Ronaldinho versuchte, seine Mannschaft für diesen Olympia-Kehraus im "kleine Finale" aufzumuntern. "Meine Aufgabe ist es, meine Mitspieler dafür nochmals zu motivieren und stimulieren. Unser Ziel war Gold, aber es war leider nicht möglich", klagte der einst weltbeste Fußballer, der nach seiner spektakulären Flucht vom FC Barcelona zum AC Milan an einem kritischen Punkt seiner Karriere angekommen ist.

Während die Brasilianer das Weite suchten, genossen Messi und Co., den Triumph und Aufstieg in vollen Zügen. Im Team-Bus hämmerten sie mit den Fäusten gegen die Scheiben, tanzten und sangen. Auch Maradona war überwältigt: "Die Burschen haben alles gezeigt, was sie drauf haben. Aguero explodierte, Riquelme hat die Brasilianer zerstört, ebenso Messi." Im Mittelpunkt der Fiesta stand der 20-jährige Aguero, dessen Olympia-Glanztaten Freund und Feind sowie Neutrale gleichermaßen erfreuten.

Nigeria siegt im zweiten Halbfinale
Die Super-Eagles aus Nigeria setzten sich in Shanghai gegen Belgien durch Treffer von Olubayo Adefemi (17.), Chinedu Obasi (59., 72.) und Chibuzor Okonkwo (78.) mit 4:1 durch. Den Belgiern, der bisherigen Überraschungsmannschaft des olympischen Fußball-Turniers, gelang durch Laurent Ciman (88.) lediglich der Hauch einer Ergebniskorrektur.

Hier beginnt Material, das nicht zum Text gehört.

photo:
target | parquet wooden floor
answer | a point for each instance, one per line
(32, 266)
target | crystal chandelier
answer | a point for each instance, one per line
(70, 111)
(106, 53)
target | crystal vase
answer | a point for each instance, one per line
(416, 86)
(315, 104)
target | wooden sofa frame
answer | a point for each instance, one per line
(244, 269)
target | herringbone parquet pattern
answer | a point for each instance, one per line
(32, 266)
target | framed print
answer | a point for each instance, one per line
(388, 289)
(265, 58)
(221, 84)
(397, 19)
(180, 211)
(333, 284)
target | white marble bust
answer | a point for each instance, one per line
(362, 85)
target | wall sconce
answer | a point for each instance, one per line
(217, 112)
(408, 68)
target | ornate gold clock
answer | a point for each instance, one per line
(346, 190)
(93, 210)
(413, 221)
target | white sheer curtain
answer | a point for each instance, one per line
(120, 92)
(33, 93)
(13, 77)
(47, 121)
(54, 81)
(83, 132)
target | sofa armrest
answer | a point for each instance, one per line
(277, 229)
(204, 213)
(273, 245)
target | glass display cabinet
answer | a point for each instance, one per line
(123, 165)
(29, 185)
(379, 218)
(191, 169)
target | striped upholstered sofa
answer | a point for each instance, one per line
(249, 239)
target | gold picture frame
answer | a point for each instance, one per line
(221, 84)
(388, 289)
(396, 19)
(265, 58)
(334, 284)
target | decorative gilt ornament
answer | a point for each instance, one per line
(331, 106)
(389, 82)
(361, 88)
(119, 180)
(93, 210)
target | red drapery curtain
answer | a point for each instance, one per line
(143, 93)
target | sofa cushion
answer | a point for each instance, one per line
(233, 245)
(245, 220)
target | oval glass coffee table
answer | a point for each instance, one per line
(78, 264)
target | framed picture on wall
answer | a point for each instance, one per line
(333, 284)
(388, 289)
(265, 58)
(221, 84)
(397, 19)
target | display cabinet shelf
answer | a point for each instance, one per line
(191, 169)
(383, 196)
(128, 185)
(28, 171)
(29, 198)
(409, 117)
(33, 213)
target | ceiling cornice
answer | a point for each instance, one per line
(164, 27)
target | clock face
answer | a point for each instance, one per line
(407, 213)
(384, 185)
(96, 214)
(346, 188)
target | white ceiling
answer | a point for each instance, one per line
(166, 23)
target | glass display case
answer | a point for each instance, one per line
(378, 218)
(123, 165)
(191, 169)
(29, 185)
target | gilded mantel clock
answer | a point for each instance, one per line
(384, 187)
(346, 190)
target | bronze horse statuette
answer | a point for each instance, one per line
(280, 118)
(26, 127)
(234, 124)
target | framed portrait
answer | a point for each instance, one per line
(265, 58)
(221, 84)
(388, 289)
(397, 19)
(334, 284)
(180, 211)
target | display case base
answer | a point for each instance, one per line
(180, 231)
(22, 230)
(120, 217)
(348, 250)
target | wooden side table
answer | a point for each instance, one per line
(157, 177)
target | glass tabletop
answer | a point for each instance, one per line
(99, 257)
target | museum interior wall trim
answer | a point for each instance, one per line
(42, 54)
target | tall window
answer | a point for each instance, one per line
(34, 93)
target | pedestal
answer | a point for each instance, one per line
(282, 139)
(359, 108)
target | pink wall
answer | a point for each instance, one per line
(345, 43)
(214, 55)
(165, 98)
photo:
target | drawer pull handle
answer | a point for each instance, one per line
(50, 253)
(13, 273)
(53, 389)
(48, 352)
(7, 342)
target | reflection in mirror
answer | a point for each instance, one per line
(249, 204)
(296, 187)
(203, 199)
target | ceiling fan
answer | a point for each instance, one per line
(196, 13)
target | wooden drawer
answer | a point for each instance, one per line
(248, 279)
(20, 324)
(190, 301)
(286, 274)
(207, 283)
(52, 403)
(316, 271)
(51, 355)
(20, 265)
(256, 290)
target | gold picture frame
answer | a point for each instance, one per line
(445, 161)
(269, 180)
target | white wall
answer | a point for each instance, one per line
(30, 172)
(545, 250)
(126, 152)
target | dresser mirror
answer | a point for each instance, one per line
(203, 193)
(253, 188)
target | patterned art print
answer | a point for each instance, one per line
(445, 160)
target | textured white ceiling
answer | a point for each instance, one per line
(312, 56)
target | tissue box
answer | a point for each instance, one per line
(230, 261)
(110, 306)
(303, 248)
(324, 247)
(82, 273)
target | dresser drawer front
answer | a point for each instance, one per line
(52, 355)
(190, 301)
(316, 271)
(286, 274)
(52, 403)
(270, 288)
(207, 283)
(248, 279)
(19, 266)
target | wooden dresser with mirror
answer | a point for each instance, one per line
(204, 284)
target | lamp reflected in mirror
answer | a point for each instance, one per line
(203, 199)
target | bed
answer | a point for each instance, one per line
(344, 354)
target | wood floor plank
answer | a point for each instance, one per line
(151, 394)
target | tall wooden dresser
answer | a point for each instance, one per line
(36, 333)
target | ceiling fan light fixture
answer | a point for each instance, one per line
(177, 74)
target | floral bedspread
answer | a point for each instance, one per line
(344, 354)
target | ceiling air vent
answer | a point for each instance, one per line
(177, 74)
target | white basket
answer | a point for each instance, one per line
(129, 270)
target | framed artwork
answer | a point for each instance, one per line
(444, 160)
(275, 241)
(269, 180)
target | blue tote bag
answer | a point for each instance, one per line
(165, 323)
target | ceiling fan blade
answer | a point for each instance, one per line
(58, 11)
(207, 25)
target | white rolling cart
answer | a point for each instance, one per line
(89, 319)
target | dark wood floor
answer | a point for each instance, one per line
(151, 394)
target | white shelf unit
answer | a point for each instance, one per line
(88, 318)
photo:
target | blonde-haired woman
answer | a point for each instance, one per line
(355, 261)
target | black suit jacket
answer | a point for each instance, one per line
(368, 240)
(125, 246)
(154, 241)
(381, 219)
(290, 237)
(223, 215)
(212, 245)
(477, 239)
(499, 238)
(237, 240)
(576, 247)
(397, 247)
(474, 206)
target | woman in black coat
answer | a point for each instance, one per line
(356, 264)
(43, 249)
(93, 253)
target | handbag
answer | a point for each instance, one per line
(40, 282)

Somit kommt es am Samstag in Peking zu einer Neuauflage des Olympia-Finales von 1996. Damals hatte Argentinien gegen Nigeria überraschend mit 2:3 das Nachsehen. Brasilien und Belgien spielen bereits am Freitag (13.00 Uhr MESZ) in Shanghai um die Bronzemedaille.

Fußball - Männer - Halbfinale:

Argentinien - Brasilien 3:0 (0:0)
Peking
Tore: Aguero (52.,58.), Riquelme (76./FE)
Rote Karten: Lucas (81./BRA)),Thiago Neves (85./BRA) 

Nigeria - Belgien 4:1 (1:0)
Shanghai, 56.312 Zuschauer
Tore: Adefemi (17.), Obasi (59., 72.), Okonkwo (78.) bzw. 4:1 Ciman (88.)